No charges have been filed and the matter remains under investigation. A message seeking comment was left for Perez's attorney.
At a news conference Wednesday, the chief said the operation likely originated with a package that appeared suspicious to postal employees. "They took it from there," he said.
In a brief written update Wednesday afternoon, the chief confirmed the shipment was suspected to be marijuana, but said that the state crime laboratory will have to confirm that.
"Depending on what it was and how much it was, charges will be filed accordingly," Stillman said.
Officers with a search warrant took evidence from the Perez house, according to the chief, but the seized items weren't specified.
Indians general manager Chris Antonetti said in a statement that the team had talked with Perez and was "gathering additional information."

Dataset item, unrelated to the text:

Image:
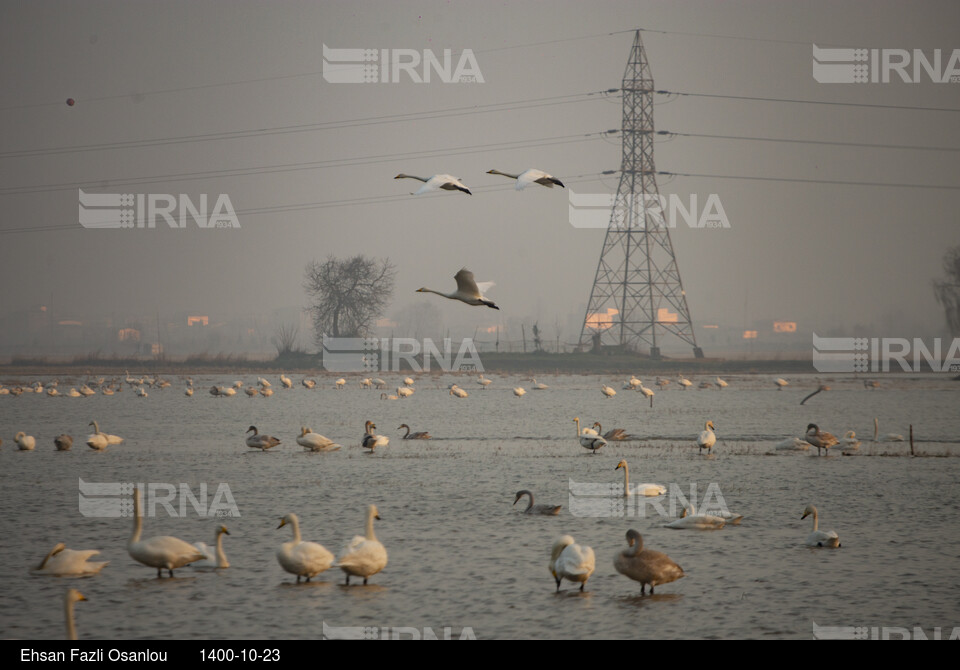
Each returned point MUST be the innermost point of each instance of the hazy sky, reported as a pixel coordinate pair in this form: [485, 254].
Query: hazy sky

Manager Terry Francona, addressing the situation before the Indians' Wednesday afternoon game against the Yankees in New York, said he had reached out to Perez to check on him.
"I spoke to him this morning, called him, just wanted to make sure he was OK," he said. "Out of respect to everybody involved, that's really all I can say."
The Indians' often-polarizing closer has six saves this season, but is on the disabled list with an injured right shoulder. He and Cleveland fans have gotten on each other's nerves over the last couple years, and he recently deactivated his Twitter account after hearing it from fans following a couple of bad outings.
In previous seasons, Perez has criticized fans for not coming to games, and ownership for not spending money on free agents.
The right-hander was supposed to start throwing again this week. Francona said he wasn't sure if the investigation would affect Perez' injury rehabilitation.
"I don't know. I honestly don't know," he said. "Let's not only go one day at a time, let's go one hour at a time here."